The merger, if it progresses, will involve a decision of whether to consolidate the two companies’ sizable 401(k) plans or keep them separate. Before making that decision, the entity that will survive the merger is likely to consider the implications of each decision on its long-term corporate goals and on the employees it will be retaining, employee benefits plan practitioners told Bloomberg BNA June 19.
Amazon announced June 16 its intention to acquire Whole Foods in an all-cash transaction amounting to nearly $13.7 billion. The transaction is subject to approval by Whole Foods shareholders, in addition to regulatory approvals. If it’s given the green light, the merger is expected to close in the second half of 2017, Amazon and Whole Foods said.
In the case of Amazon, leaving in place both plans, with combined assets totaling nearly $3 billion, could be an easier transition than merging them, attorney Andrew L. Oringer, a partner with Dechert LLP in New York, told Bloomberg BNA. However, because Amazon would likely want to have an integrated platform, it’s unlikely the company would leave each plan in place separately, he said.
Most mergers involving two large 401(k) plans end up with the plans being consolidated, Amy Reynolds, partner in Mercer’s retirement business in Richmond, Va., told Bloomberg BNA. Consolidation usually results in reduced costs due to the economies of scale gained by having a larger plan with more assets and participants, she said.
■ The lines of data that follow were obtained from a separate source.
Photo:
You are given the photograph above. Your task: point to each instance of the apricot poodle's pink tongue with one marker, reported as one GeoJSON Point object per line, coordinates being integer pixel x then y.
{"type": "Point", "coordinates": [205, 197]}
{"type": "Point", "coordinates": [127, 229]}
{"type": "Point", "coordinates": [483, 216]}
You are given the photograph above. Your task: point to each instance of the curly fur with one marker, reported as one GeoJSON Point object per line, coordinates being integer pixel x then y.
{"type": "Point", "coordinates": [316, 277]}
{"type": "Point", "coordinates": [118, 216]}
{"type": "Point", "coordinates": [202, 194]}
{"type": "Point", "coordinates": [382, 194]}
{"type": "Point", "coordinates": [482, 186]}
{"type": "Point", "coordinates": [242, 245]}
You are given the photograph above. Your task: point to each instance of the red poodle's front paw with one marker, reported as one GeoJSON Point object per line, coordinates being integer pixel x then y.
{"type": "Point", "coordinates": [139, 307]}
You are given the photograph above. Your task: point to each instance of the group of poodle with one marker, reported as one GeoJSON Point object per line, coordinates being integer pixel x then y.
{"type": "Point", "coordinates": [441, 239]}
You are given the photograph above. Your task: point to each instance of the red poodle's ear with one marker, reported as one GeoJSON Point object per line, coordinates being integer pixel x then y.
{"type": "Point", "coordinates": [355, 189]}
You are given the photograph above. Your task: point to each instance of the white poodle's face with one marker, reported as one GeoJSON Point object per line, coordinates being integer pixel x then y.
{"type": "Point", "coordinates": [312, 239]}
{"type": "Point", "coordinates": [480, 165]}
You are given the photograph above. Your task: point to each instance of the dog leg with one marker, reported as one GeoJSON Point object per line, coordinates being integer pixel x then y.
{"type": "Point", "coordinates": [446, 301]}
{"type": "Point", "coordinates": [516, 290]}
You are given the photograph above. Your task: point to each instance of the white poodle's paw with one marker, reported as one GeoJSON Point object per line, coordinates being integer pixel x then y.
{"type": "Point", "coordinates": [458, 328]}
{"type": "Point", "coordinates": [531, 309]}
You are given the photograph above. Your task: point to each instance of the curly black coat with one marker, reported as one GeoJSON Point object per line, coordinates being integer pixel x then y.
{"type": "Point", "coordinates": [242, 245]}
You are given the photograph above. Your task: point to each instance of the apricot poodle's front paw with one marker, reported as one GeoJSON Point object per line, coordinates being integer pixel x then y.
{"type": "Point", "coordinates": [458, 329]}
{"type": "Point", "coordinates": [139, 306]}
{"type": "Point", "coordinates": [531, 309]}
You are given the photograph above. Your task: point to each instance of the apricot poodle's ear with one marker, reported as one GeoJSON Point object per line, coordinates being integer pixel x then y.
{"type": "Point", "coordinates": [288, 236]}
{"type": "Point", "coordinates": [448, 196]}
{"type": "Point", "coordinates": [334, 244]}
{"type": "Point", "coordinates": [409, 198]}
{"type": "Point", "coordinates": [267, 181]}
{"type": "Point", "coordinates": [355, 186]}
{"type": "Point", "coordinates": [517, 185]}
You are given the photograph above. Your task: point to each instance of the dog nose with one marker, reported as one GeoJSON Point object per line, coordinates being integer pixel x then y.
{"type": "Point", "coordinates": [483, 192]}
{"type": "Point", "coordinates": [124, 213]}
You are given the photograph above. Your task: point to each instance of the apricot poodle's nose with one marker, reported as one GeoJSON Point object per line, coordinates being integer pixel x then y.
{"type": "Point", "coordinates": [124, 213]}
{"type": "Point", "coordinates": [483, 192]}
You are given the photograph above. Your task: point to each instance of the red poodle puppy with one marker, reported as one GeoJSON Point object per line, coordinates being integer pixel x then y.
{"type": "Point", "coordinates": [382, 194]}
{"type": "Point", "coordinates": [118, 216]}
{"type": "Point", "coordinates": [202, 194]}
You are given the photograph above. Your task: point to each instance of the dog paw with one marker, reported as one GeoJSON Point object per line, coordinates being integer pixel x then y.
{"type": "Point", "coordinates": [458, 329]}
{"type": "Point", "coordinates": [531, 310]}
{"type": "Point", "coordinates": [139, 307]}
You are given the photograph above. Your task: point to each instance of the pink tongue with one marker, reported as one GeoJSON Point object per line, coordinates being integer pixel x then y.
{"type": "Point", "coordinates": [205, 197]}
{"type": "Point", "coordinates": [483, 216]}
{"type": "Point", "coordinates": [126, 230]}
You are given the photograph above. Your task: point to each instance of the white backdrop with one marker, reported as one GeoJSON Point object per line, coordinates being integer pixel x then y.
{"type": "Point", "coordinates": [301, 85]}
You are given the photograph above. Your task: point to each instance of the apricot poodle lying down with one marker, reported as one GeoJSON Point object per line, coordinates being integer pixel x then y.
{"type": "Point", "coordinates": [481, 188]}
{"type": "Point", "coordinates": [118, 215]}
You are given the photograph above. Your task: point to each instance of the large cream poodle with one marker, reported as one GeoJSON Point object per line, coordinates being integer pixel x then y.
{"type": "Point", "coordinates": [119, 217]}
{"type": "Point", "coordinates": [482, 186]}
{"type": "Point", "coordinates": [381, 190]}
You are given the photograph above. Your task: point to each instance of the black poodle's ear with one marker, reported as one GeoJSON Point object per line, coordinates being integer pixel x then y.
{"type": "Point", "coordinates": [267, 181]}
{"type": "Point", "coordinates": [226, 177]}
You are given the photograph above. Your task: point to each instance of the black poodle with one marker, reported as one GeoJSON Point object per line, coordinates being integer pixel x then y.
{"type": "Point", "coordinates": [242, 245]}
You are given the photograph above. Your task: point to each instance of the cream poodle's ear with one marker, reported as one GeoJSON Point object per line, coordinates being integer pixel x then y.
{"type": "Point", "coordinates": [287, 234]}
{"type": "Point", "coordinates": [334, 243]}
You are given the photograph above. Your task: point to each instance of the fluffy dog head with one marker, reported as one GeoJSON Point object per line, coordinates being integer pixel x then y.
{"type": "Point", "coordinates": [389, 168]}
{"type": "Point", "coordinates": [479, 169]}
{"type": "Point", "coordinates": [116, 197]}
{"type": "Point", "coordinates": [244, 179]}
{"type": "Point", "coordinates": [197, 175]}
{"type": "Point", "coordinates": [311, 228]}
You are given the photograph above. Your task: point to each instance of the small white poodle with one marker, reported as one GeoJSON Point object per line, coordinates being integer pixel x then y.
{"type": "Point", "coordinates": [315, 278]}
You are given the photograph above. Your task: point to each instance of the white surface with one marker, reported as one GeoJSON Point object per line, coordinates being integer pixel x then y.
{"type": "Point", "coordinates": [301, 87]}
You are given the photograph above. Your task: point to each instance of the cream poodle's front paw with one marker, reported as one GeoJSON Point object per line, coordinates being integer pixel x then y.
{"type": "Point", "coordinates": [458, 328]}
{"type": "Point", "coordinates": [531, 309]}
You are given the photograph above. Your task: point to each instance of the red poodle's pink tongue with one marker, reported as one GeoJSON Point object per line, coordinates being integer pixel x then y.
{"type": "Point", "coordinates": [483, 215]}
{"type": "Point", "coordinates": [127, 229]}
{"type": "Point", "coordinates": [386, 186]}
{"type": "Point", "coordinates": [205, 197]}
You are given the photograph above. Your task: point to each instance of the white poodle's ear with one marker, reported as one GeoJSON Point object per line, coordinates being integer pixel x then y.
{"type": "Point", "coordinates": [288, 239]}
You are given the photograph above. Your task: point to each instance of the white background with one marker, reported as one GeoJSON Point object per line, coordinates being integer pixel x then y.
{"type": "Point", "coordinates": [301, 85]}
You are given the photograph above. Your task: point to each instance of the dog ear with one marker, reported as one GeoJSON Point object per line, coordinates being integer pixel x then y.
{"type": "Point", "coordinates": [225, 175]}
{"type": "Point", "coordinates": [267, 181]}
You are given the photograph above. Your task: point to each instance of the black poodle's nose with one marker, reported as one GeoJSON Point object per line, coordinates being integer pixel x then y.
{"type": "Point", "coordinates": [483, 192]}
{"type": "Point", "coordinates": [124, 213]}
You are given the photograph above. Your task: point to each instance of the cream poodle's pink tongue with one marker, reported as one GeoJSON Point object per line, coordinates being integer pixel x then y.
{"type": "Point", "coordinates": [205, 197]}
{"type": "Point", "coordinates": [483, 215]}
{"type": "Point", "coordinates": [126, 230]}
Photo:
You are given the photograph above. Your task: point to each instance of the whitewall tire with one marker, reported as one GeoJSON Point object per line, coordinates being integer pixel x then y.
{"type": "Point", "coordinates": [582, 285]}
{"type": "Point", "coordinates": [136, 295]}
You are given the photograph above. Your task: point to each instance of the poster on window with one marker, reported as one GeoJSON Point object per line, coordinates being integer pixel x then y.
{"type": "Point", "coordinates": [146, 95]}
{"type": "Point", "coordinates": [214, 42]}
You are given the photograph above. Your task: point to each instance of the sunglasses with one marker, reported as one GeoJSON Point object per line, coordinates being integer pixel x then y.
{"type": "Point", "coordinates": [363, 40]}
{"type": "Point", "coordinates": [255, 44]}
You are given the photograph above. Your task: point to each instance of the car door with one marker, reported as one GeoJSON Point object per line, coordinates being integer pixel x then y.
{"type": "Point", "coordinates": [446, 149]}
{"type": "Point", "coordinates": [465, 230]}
Amazon’s 401(k) plan is the larger of the two plans, with assets of $2.1 billion and approximately 101,000 participants. The Whole Foods 401(k) plan has assets of nearly $800 million and covers approximately 90,000 participants, according to the most recent Form 5500 data.
If the plans are consolidated, Amazon would need to ensure that the resulting plan is “understood and well-regarded by the employees who will be newly joining it,” Oringer said.
Whether Amazon decides to merge the plan or keep two separate plans, either strategy should be straightforward and easily achieved, since it’s very likely that the companies can show they are operating separate lines of business, Edward A. Zelinsky, professor of law at the Benjamin N. Cardozo School of Law at Yeshiva University in New York, told Bloomberg BNA.
The process of consolidating 401(k) plans can be a time consuming one, but the “homogenization” of the plans is ultimately cost-efficient for companies, Jeffrey H. Snyder, vice president and senior consultant with Cammack Retirement Group, told Bloomberg BNA.
Plans want one plan document, one record keeper, and one payroll provider, he said. This process, which usually involves a request for proposal to figure out the best fees for the plan, can take a year or two, Snyder said. It won’t happen right away, but “over time, they’ll get there,” he said.
When plans are merged, the surviving company generally can bring the participants of the plan being dissolved into the existing or newly created plan by use of mapping or re-enrollment, Aryeh Zuber, partner with Dechert in New York, told Bloomberg BNA.
When mapping is used, the plan moves participants directly into investments included in the surviving plan that most closely match the investments they were in in their old plan. When the participants are re-enrolled in their new plan, they are asked to select a new portfolio from the plan’s investment menu.
Amazon and Whole Foods didn’t return Bloomberg BNA’s requests for comment.